JMP^® Clinical

JMP Clinical permits clustering of all adverse events, interventions and findings across safety domains. Incidence screens of concomitant medications allow clinicians to identify drug-drug, drug-demographic and drug-disease interactions.

The Exposure Summary process identifies differences in dose and duration of exposure across treatment groups, providing context for all downstream analyses. JMP Clinical includes options to choose the number of dosing groups and the duration of the time window.

Following FDA Reviewer Guidance principles and ICHE3 guidelines, JMP Clinical enables analysis of event rates and estimation of risk over time, while helping you rapidly explore events, such as medical history, disposition and adverse events, as well as possible differences in subgroups. You can easily select these subgroups with Distribution dashboards that summarize by age, sex, race, treatment group and site.

Incidence screens, the principal safety analyses for adverse event identification, perform a Cochran-Mantel-Haenszel test, yielding volcano plots of multiplicity-adjusted p-values by risk difference, relative risk or odds-ratio. View the demo (11:44).

JMP Clinical utilizes multiple testing methods, mitigating the risk of over-reporting adverse events. For a more in-depth discussion of these features, please see “A Primer on JMP Clinical Incidence Screens.” The MedDRA hierarchy allows examination of verbatim terms, preferred terms, higher level terms, higher level group terms, as well as Standard MedDRA Queries, to help you discern adverse event patterns across treatment groups.

With JMP Clinical, you can determine the onset of an adverse event and its outcomes with time-to-event analyses and resolution screening, respectively. View the demo (03:36). JMP Clinical facilitates time windowing in most analyses, and the AE Resolution Screen lets you monitor adverse event outcomes during a specified time window. The Severity ANOVA helps clinicians to confirm whether severity differences are of concern in the safety population.

JMP Clinical equips medical reviewers with analyses for both measures of central tendency and outlier detection so that they can quickly identify potentially harmful symptoms that develop during the clinical trial.

Nearly all of the visualizations recommended in the FDA Reviewer Guidance are available in JMP Clinical without any programming. Distribution displays, box plots, shift plots, time trends, scatterplots and bubble plots can all be leveraged to explore any Findings domain of interest. Interactive bubble plots show the rate of change for multiple lab tests, measuring trends over time across treatment groups or other categories. Baseline ANOVA analysis measures the change from baseline on the trial via box plots or shift plots, a prescribed analysis from the guidance documents.

The Findings time-to-event process permits you to use value cutoffs to arbitrarily define an event from any Findings domain before performing an analysis. JMP Clinical evaluates liver toxicity, a primary safety focus of clinical trials, by identifying subjects who meet the Hy’s Law criteria described in the Drug Induced Liver Injury Guidance document set by the FDA.

Automated patient profiles and patient narratives reduce the time and complexity of creating output for review and submission to the FDA. JMP Clinical lets you instantly generate patient profiles for an individual or group of subjects, simply by selecting subjects from a Hy’s Law graph, box plots or shift plots, to name a few. Reviewers and medical writers can also record and save unstructured text about any subject or group, noting, among other things, cases of death, serious adverse events and reasons for discontinuation. Patient profiles are customizable, displaying data from any combination of the core safety domains. Once the reports are tailored, they can be printed in PDF or RTF, making for straightforward communication of findings among review groups. View the demo (12:10)

JMP Clinical can also compose a configurable patient narrative for each subject who experienced a serious adverse event during the clinical trial. Reviewers and medical writers enjoy the speed of this programmed process, using the write-ups as a starting point for the final patient narratives compiled in the Clinical Study Report (CSR) required by the FDA.

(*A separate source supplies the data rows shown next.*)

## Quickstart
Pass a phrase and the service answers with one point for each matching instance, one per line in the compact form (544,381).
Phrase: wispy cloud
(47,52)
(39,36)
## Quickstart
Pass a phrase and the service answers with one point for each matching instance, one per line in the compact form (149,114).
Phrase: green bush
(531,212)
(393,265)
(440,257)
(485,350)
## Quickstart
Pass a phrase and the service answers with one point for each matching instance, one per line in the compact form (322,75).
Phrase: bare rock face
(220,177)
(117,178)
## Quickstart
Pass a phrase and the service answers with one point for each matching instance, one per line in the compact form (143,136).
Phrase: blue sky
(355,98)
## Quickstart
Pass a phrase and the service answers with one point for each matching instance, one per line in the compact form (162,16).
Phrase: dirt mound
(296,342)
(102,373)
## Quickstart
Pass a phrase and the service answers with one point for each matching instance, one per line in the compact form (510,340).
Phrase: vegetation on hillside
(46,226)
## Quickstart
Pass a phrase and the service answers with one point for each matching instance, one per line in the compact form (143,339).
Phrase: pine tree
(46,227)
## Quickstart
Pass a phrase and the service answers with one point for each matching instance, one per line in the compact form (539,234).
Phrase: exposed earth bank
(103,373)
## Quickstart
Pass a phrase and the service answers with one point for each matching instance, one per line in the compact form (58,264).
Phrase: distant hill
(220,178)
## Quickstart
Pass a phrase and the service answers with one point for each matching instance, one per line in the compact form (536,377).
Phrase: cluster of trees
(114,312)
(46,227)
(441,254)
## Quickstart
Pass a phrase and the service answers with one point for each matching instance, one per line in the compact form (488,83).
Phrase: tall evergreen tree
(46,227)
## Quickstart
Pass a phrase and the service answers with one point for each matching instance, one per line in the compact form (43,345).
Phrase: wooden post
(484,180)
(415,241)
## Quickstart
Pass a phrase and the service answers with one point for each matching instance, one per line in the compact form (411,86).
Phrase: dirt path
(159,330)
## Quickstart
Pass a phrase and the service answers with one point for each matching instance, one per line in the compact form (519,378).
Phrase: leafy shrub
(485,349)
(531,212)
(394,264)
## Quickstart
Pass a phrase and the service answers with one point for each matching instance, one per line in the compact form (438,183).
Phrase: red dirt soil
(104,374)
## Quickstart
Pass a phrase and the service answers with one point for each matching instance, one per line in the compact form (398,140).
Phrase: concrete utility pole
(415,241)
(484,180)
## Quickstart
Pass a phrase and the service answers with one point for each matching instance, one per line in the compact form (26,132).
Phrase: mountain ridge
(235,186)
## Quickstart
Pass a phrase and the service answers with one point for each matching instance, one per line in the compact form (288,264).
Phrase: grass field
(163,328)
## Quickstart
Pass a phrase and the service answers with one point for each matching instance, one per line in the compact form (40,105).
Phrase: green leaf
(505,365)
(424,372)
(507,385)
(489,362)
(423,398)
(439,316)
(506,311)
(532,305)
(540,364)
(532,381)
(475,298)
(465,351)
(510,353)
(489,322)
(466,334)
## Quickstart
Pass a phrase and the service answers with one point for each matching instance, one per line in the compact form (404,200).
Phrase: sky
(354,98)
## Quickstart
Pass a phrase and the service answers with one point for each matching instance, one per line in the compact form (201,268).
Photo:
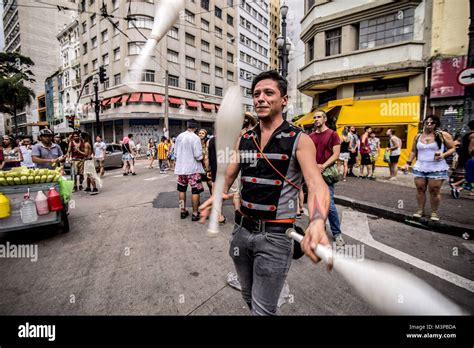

JMP Clinical now facilitates time windowing in most analyses, making it easy for you to compare interventions, events and findings for two or more time windows. You can dynamically plot data over time and/or create animations with bubble plots.

Medical reviewers who want to compare the resolution of adverse events within specific time windows can use AE Resolution Screen.

In the bubble plot here, time windows show the change in significance and relative risk for all adverse events and concomitant medications for each day of the trial. The significance (-log p) is on the Y-axis and the relative risk is on the X-axis. Bubble size indicates the frequency of occurrence and a numeric character denotes the study day. Adverse events are in red and concomitant medications are in blue.